Propriétés. L’odeur des racines est forte & puante ; l’écorce étant desséchée, a une saveur âcre & amère ; les feuilles sont dessicatives, atténuantes, résolutives ; l’écorce est un violent purgatif par le haut & par le bas. On observe aussi qu’elle est narcotique & assoupissante. L’extrait de la racine à haute dose, purge à l’excès, il excite le vomissement, il rend le sommeil agité, & il abat les forces vitales & musculaires. À petite dose, il tient le ventre libre, & dispose au sommeil. Quoique cette plante doive être regardée comme un poison, donnée par des personnes peu instruites, elle peut être employée utilement dans plusieurs cas ; les médecins de Vienne en Autriche, donnent la racine en infusion, à la dose d’un demi-scrupule à un scrupule, dans les maladies cancéreuses.

Culture. Elle vient très-bien dans Un terrein léger & substantiel. On sème la graine dès qu’elle est mûre, ou au premier printemps, contre de bons abris, ou sous chassis, suivant le climat. Les pots sont nécessaires au semis, afin de mettre en terre la plante lorsqu’elle a acquis une certaine grosseur, afin de ne pas endommager son pivot. Dans le nord, on la garantit de la rigueur des hivers, soit en la remettant dans l’orangerie, soit en la couvrant avec de la paille de litière.

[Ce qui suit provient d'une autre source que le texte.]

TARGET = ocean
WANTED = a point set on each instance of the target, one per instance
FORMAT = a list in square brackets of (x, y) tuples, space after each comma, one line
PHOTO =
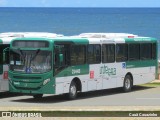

Il est étonnant combien les charlatans ont abusé de la crédulité du peuple, en lui montrant ce qu’ils appelloient des mandragores mâles ou femelles, auxquels ils attribuoient des propriétés merveilleuses. Il falloit avoir le visage voilé, & ne jamais regarder la plante pendant tout le temps qu’on mettoit à la tirer de terre, crainte de mourir ; il falloit l’enlever lorsque la lune étoit dans tel signe du zodiaque, & dans tel de ses quartiers, &c. J’ai vu des mandragores qui représentoient assez bien les parties de l’homme ou de la femme, & cette ressemblance tient à un tour de main. On choisit à cet effet une mandragore à forte racine, laquelle, après quelques pouces d’étendue, se bifurque en deux branches. Comme cette racine est molle, elle prend aisément l’empreinte qu’on veut lui donner, & elle la conserve en se desséchant. Je ne détaillerai pas un procédé que tout le monde doit concevoir ; je dirai seulement, que pour représenter les poils qui accompagnent les parties de la génération, on implante près-à-près des grains de bled, jusqu’à ce que le grain soit enfoui, mais le germe en-dehors. L’humidité de la racine se communique au grain, il germe, & lorsque le germe est assez grand, on met la racine dans un four modérément chaud, afin de dessécher le germe, & le grain ne paroît plus, parce qu’il est recouvert par le resserrement de la racine. Notre but en donnant ces détails est uniquement de détruire une erreur fort accréditée dans les campagnes, & de fournir le moyen de démasquer la charlatanerie lorsque l’occasion s’en présente. Ces mêmes botteleurs font encore voit de prétendus basilics, avec des yeux bleus, & dont le seul regard tue l’homme, si le basilic le voit le premier. C’est avec une jeune raye, (poisson de mer,) qu’on fabrique ce monstre fabuleux.